In looking at their investor presentation given late last year, Rockwell talks about where they expect growth to come from. Here’s the slide:

Where Rockwell’s growth will come from – Credit: Rockwell Automation

The middle pillar talks about their “Information Solutions and Connected Services” which the company is hanging their hat on for future growth, though it actually makes up a small percentage of what they do at the moment (upwards of $300 million in 2018 or about 4.5% of revenues). Going forward, Rockwell is restructuring their segments so that it becomes easier to measure their progress.

Rockwell’s New Operating Segments

Earlier we talked about how Rockwell segments revenues across three industry groupings; discrete, hybrid, and process. Beginning in fiscal year 2021, the company will begin to report revenue and operating earnings based on three different operating segments: Intelligent Devices, Software & Control, and Lifecycle Services.

Credit: Rockwell Automation

The aforementioned “Information Solutions and Connected Services” piece sits under the Software & Control segment which includes references to high-tech technology themes such as predictive analytics, digital twins, augmented reality, robot controllers, and cybersecurity. Their plan is to fuel the growth of this segment by also looking externally.

Late last year, we wrote about Investing in IoT and Augmented Reality with PTC Inc., a company that Rockwell Automation is working closely with. In June 2018, Rockwell purchased $1 billion of PTC (PTC) shares (about 8.4% of the company) with Rockwell Automation’s Chairman and CEO, Blake Moret, joining PTC’s board of directors. PTC plans to integrate their IoT and AR products into Rockwell’s industrial automation platform which allows both companies to cross-sell products across their mutual customer bases. 
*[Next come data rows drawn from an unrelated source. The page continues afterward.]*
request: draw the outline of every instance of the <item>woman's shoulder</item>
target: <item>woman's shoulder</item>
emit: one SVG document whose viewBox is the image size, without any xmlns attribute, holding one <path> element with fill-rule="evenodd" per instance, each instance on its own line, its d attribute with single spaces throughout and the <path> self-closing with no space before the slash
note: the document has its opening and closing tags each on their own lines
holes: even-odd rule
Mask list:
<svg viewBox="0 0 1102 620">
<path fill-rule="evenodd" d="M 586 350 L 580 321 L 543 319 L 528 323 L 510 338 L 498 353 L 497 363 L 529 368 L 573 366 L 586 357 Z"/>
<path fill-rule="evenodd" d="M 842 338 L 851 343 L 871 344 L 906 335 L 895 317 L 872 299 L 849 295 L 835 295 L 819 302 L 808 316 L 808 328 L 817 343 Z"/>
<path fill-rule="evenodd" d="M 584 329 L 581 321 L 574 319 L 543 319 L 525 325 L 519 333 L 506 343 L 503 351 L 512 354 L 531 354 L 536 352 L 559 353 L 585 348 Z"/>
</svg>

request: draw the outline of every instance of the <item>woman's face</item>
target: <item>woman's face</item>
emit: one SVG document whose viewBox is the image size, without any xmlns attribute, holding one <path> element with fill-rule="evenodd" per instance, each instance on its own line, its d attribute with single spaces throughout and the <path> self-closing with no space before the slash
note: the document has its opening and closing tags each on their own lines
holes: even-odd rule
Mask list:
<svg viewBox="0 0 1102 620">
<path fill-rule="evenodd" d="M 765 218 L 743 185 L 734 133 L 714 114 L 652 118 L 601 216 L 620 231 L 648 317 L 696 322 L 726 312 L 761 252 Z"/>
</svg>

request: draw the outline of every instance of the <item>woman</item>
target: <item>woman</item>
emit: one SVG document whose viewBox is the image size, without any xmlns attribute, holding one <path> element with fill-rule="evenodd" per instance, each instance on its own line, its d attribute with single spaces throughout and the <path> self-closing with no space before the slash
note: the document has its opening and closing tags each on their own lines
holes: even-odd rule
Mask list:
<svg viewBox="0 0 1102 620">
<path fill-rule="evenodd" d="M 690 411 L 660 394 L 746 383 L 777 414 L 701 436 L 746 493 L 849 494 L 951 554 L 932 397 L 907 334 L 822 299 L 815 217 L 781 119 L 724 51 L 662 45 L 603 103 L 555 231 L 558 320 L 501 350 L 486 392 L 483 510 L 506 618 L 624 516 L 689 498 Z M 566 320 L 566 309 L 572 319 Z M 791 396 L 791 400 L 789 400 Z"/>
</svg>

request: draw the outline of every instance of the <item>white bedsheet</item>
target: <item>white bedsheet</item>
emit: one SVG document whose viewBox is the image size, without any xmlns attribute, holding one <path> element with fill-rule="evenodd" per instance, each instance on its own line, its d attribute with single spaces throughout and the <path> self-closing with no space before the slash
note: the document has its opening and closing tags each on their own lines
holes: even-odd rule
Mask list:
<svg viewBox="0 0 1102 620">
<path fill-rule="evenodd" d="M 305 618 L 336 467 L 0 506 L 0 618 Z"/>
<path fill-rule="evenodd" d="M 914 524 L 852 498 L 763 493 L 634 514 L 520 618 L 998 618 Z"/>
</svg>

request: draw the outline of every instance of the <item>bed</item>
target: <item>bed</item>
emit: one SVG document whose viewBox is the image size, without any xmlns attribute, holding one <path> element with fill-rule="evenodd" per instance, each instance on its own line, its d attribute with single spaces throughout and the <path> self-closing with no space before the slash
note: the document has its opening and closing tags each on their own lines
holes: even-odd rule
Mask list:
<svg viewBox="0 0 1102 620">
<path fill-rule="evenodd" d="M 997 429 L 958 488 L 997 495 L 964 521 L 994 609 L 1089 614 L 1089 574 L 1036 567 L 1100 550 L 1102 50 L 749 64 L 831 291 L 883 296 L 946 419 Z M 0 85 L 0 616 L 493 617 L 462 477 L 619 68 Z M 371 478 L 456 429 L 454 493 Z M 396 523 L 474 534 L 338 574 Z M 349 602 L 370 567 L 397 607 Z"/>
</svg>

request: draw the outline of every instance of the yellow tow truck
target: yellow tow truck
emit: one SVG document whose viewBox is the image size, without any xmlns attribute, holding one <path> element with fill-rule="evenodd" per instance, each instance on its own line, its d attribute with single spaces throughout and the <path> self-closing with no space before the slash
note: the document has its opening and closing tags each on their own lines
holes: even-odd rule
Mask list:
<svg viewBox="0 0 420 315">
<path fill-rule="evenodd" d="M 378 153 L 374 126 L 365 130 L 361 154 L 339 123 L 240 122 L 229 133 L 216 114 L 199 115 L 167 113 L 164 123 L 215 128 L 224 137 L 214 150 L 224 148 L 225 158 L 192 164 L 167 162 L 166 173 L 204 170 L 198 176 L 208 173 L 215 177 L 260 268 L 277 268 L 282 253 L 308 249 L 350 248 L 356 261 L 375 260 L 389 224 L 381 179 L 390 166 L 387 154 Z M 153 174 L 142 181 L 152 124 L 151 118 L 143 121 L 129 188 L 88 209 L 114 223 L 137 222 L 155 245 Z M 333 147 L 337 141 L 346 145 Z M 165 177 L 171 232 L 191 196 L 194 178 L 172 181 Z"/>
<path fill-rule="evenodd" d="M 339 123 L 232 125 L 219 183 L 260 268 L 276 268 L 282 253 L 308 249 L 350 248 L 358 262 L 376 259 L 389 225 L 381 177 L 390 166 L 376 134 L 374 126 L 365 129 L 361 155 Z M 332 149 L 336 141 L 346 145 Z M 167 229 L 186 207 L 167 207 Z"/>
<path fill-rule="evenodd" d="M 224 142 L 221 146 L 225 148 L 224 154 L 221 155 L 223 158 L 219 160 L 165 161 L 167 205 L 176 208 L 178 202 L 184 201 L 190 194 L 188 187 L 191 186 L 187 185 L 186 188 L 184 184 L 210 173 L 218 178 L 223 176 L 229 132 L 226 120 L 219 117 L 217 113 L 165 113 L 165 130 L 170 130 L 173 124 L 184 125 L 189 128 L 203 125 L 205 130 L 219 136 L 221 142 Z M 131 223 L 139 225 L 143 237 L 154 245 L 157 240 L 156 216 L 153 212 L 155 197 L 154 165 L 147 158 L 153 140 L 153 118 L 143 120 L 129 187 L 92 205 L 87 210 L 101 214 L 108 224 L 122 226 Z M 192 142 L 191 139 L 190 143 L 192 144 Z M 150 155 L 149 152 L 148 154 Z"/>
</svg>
So far this year, Rockwell Automation has acquired three companies.

  • ASEM – Italian firm that builds computing hardware for industrial automation. Builds everything in house and sells to customers in 30 different countries.
  • Kalypso – U.S. firm specialized in software delivery and consulting across multiple industries.
  • Avnet Cyber and Information Security – Israeli cybersecurity firm whose clients include military organizations, banking and financial institutes, government offices, and private businesses.

These acquisitions are expected to grow revenues by around 4%, while organic growth is expected to fall around 8% due to the effects of the pandemic on global markets.

Income vs. Growth

Regular readers know how much we love dividend growth stocks, but we’re more than happy sacrificing some dividend growth so that companies can invest in technology that drives down costs which increases earnings which ultimately lets them increase dividends even more. Walmart is a good example of a company that has slowed dividend growth in favor of investing in technology like robotics.

Rockwell has been increasing their dividend for ten straight years with an average yearly increase of 13%, giving them a payout ratio of around 40% today. That’s great for income investors, but perhaps that growth should slow until revenues start to show meaningful growth, consistently over time.


Rockwell Automation is a pure-play stock on industrial automation with a plan to grow revenues by focusing on high-growth areas like augmented reality, cybersecurity, and predictive analytics. If they’re hoping to become a dividend champion, they’ll need earnings growth to fuel future dividend increases. Before that, they need to show revenue growth. There’s a lot of growth to be had in industrial IoT, and they’re in a great position to capitalize on it. While 2020 isn’t off to a great start, they can continue to use all that free cash flow to make acquisitions that will help fuel future growth.